Há uma forte analogia entre a Páscoa e o Carnaval. Páscoa é pessach e quer dizer passagem, conquanto se diga que carnaval é festa da carne, quando se olha as escolas e o povo em fantasias, há uma passagem. O anjo da morte passou pelos egípcios e israelitas; os espíritos (Exus) passam pelo Carnaval; os israelitas atravessaram o mar vermelho, as escolas atravessam a Marquês de Sapucaí; Páscoa e Carnaval ambos têm a ideia de liberdade, guardadas as devidas diferenças.
Na Páscoa havia a colheita da cevada, no Carnaval há a colheita das almas. O povo vai brincar o carnaval crendo em divertimento, mas ali muitos serão colhidos, ceifados. Como? Nessa época os terreiros não funcionam como o de costume, dando consultas a que os procura por que os espíritos como Tranca-Rua das Almas não incorporam em seus médios ou cavalos, como eles mesmos chamam, para se concentrarem nesta festa a fim de colher o máximo de almas. Como sabemos disso?
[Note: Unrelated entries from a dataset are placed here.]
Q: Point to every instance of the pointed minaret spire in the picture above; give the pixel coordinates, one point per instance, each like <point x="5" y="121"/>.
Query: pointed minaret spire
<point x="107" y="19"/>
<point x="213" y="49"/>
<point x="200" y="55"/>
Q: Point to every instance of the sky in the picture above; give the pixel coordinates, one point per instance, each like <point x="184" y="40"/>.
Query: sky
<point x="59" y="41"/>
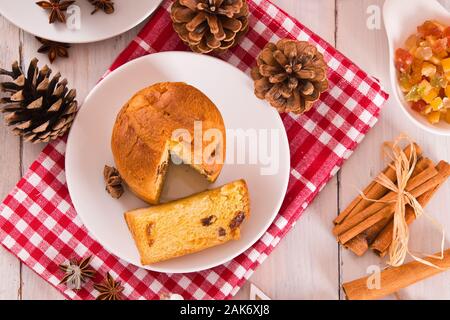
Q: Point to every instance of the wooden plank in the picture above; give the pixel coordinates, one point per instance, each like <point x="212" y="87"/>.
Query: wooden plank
<point x="10" y="160"/>
<point x="87" y="63"/>
<point x="305" y="263"/>
<point x="368" y="48"/>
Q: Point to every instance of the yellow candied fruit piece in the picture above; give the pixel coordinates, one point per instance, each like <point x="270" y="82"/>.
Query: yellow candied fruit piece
<point x="428" y="69"/>
<point x="434" y="117"/>
<point x="435" y="60"/>
<point x="431" y="95"/>
<point x="437" y="103"/>
<point x="427" y="110"/>
<point x="446" y="65"/>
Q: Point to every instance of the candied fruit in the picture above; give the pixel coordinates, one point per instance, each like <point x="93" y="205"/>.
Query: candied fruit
<point x="431" y="95"/>
<point x="434" y="117"/>
<point x="428" y="69"/>
<point x="447" y="117"/>
<point x="419" y="106"/>
<point x="403" y="60"/>
<point x="437" y="103"/>
<point x="446" y="65"/>
<point x="424" y="53"/>
<point x="430" y="28"/>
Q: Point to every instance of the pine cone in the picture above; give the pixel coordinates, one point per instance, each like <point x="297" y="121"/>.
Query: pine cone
<point x="38" y="108"/>
<point x="210" y="25"/>
<point x="291" y="75"/>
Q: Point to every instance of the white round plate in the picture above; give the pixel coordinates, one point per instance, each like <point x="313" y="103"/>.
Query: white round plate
<point x="231" y="90"/>
<point x="28" y="16"/>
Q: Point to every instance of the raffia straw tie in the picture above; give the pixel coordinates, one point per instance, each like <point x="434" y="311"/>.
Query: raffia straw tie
<point x="404" y="167"/>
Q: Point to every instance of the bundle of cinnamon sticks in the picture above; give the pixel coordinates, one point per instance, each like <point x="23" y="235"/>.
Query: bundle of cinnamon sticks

Deu-se um caso de um homem vaidoso, filho de Tranca-Rua das Almas, chefe dos Exus, recusar pegar uma folhinha que lhe fora dada por um espírito, folha de árvore mesmo. O espírito passava com um alguidar cheio de pequenas folhas onde ele soprava a fumaça de seu charuto e dava uma folhinha a cada um no terreiro e dizia para colocar no bolso. Sem saber o que significava um filho vaidoso de Tranca-Rua, olhou a folhinha de árvore defumada com desprezo, ao recusar foi admoestado pelo exu: o que é que o senhor falou, moço? Que não precisa disso, não? Cuidado por que naquela festa (Carnaval) a gente vai passar por lá, o centro aqui vai fechar, nós não vamos dar atendimento durante esses dias, não, por que a gente vai lá Fazer a Colheita, essa festa é pra isso, e a gente pode passar e não conhecer o senhor e aí ser tarde demais, a gente leva mesmo, moço! Com essa folhinha no bolso a gente passa direto pelo senhor, moço! O homem vaidoso era um desviado da casa de Deus e lembrou-se da Páscoa em que as vergas das portas eram marcadas com sangue e nessas portas marcadas com sangue o anjo da morte passaria direto.
O Carnaval acontece perto da Páscoa e não é em vão, grande é a semelhança, embora com objetivos diferentes: enquanto a Páscoa é uma saída da escravidão para a liberdade, da morte para a vida, porque o escravo é um morto-vivo, o Carnaval faz o sentido inverso, sendo uma saída da vida para a morte. É uma festa onde ocorre todo o tipo de morte, desde a simbólica, morte da paz conjugal, à morte propriamente dita, e o cardápio é próprio folião. Carnaval é a festa da morte. Uma colheita feroz.
Esse texto nada tem de profundo, mas é uma constatação, através da analogia, que muitos não percebem.